La política socialista en materia de vivienda es de sobra conocida.
Hemos pasado de las ocurrencias de la etapa Zapatero (las “Kelly Finder” o los “mini pisos” de Trujillo), que acabó con la ruina de España, a un intervencionismo de inspiración chavista que, bajo la excusa de sacar más viviendas al mercado del alquiler, lo único que pretende en estos momentos es renovar el contrato de alquiler de Pedro Sánchez en la Moncloa. O lo que es lo mismo, digámoslo claro, la venta de los derechos de los ciudadanos para permanecer unos meses más en el poder.
Los alcaldes populares y la Presidenta Díaz Ayuso en Madrid, ya han dicho claramente que van a hacer todo lo posible, política y jurídicamente en defensa una vez más de la libertad, y que además, en el caso de aprobación de esta Ley, exprimirán todos los resquicios legales y competenciales para proteger a los ciudadanos, no aplicándola en lo que sea posible.

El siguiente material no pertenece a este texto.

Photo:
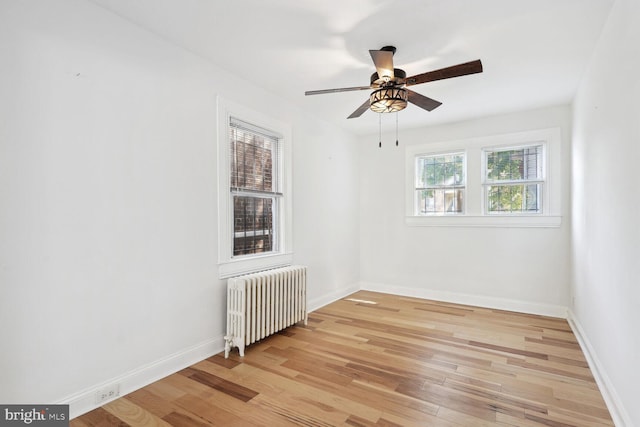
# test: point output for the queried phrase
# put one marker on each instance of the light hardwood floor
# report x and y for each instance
(373, 359)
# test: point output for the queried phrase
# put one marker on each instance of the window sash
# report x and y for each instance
(255, 177)
(523, 194)
(443, 175)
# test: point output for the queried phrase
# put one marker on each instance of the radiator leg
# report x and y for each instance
(227, 346)
(241, 349)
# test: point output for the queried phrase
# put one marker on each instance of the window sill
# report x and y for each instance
(517, 221)
(246, 265)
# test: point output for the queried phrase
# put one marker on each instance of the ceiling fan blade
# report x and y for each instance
(423, 101)
(383, 60)
(446, 73)
(361, 109)
(343, 89)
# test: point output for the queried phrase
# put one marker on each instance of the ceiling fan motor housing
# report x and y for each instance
(388, 99)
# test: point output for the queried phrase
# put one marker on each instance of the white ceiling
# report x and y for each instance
(533, 52)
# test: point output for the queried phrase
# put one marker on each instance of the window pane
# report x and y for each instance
(252, 160)
(517, 164)
(441, 170)
(523, 198)
(253, 225)
(439, 201)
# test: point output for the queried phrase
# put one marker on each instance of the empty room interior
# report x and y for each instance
(454, 179)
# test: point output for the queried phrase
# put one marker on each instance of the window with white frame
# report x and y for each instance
(514, 179)
(440, 184)
(508, 180)
(254, 191)
(255, 187)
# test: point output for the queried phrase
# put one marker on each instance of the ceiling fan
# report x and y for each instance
(389, 84)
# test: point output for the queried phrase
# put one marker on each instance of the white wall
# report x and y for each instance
(108, 187)
(472, 265)
(606, 209)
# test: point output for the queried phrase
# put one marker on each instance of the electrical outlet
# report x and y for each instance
(107, 393)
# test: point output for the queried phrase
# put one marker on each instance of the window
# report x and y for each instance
(513, 180)
(508, 180)
(440, 184)
(254, 191)
(254, 187)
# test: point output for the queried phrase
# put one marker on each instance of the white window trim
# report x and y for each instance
(474, 204)
(229, 265)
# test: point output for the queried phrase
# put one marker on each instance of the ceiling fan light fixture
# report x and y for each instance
(388, 100)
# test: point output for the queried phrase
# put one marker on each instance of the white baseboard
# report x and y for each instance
(618, 413)
(85, 401)
(467, 299)
(333, 296)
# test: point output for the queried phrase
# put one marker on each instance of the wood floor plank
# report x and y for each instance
(374, 359)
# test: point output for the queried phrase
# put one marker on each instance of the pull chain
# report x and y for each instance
(396, 128)
(380, 129)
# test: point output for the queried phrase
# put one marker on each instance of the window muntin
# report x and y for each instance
(255, 188)
(514, 180)
(439, 184)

Sin embargo, en los 58 municipios que gobiernan los socialistas (hasta dos millones de madrileños), los ciudadanos no tendrán escapatoria, por ejemplo, para la subida del IBI al 150% a las viviendas vacías, pues según la portavoz del PSOE en la Asamblea, estos ayuntamientos aplicarán esta medida «coordinados con el Gobierno de España».
Frente a esta rapiña, atropello e invasión de las libertades individuales y colectivas, la alternativa que plantea el PP apostaría por una Ley que realmente protegiera la vivienda, que garantizara la seguridad jurídica y que persiguiera la ocupación. Y que incluiría medidas para bajar realmente los precios del alquiler y la venta, como la reducción de impuestos, los avales para la compra, los incentivos fiscales a la compra y alquiler, los convenios con entidades bancarias para préstamos blandos, y la ampliación de suelo disponible en el mercado.
Pero que no lo dude nadie: daremos la batalla y protegeremos a los ciudadanos, aunque el mejor camino para acabar con esta pesadilla de “Ley preciosa” y de Gobierno, es la llegada de Pablo Casado a La Moncloa.